Government spokesperson Jumana Ghneimat said the authorities had found four Israeli tourists alive who had been missing in the Wadi Rum desert in southern Jordan but were looking for two more.

"Our embassy in Tel Aviv has contacted the Israeli Foreign Ministry to obtain information about the identity of the missing Israelis," Ghneimat said in statements by state news agency Petra.

An Israeli Foreign Ministry spokesman confirmed that contact with two Israeli tourists in Wadi Rum had been lost.

– tourists evacuated –

The Jordanian Army used helicopters and ATVs to help with search and rescue operations after the Desert Highway was cut off from floodwaters in both directions.

A rescuer had been among the dead, said the civil defense spokesman.

State television stated that the water was up to four meters high in parts of the red rock city of Petra and the adjacent Wadi Musa desert.

It emanated footage of tourists sheltering on both sides of the access road to Jordan's biggest attraction.

The government spokeswoman said that 3,762 tourists were evacuated.

Petra was declared a UNESCO World Heritage Site in 1985 and attracts hundreds of thousands of tourists each year to the stone treasury, temples and mausoleums.

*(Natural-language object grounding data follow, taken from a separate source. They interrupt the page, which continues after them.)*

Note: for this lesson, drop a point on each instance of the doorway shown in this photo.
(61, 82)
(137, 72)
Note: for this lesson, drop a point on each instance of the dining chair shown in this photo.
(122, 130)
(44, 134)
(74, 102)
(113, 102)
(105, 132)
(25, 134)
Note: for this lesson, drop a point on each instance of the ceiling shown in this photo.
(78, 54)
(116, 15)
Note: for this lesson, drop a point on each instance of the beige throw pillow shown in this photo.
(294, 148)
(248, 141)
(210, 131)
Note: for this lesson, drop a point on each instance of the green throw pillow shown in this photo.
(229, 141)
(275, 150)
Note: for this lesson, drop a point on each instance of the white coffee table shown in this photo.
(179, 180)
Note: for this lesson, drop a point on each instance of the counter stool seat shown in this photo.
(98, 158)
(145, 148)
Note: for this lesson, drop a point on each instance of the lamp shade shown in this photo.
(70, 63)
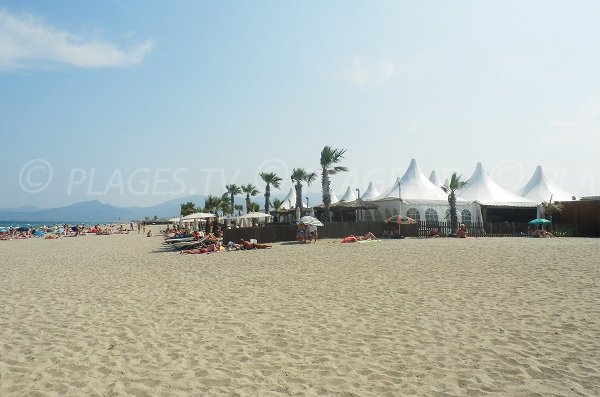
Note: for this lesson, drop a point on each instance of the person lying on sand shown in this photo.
(249, 246)
(214, 247)
(353, 239)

His buildings were used as sets for several Hollywood blockbusters such as Indiana Jones and The Last Crusade.

Wadi Rum, also a UNESCO World Heritage Site, attracts generations of tourists with its spectacular sandstone and granite cliffs.

His moon-like landscapes served as backdrop for the filming of the Hollywood classic Lawrence of Arabia.

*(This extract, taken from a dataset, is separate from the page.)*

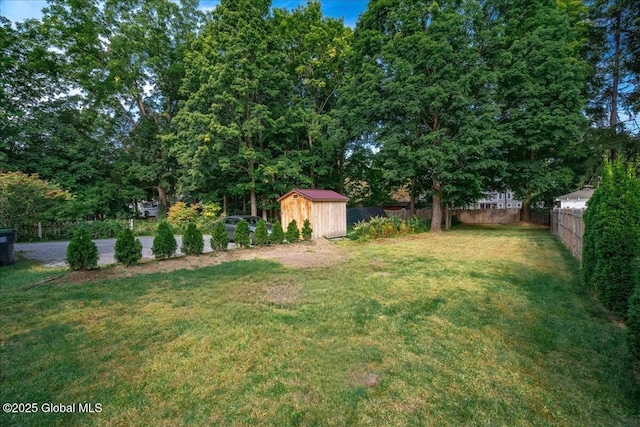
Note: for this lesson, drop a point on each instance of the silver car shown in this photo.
(232, 221)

The most recent deaths occurred after the flash floods on October 25 in the Dead Sea region of the kingdom, which killed 21 people, most of them on a school trip.

Jordan's ministers of education and tourism both resigned last week due to the government's lack of response to these floods.

The Ministry of Education ordered schools on Saturday, warned of heavy rains.

Jordanian Minister of Water and Irrigation, Abu al-Saoud, said on Saturday that the country's 14 main dams were filled by 26 percent of full capacity in the last 48 hours due to heavy rains.

Jordan is a water-poor country that is 90 percent desert.

Jordan Rescuers Search for Missiles on November 10, 2018 after flash floods in the city of Madaba near the capital, Amman

A picture taken on 10 November 2018 shows a car that has sunk in the mud after flash floods in the city of Madaba near the capital Amman

Almost 4,000 tourists fled from Jordan's famous desert town of Petra when 12 people died in the southwestern part of the kingdom

A handout image published by the official Jordanian news agency PETRA on November 10, 2018, shows residents of the southern Jordanian city of Maan investigating damage caused by floods that killed 12 people in the country

Leave a comment

Send a Comment

Your email address will not be published. Required fields are marked *

This site uses Akismet to reduce spam. Learn how your comment data is processed.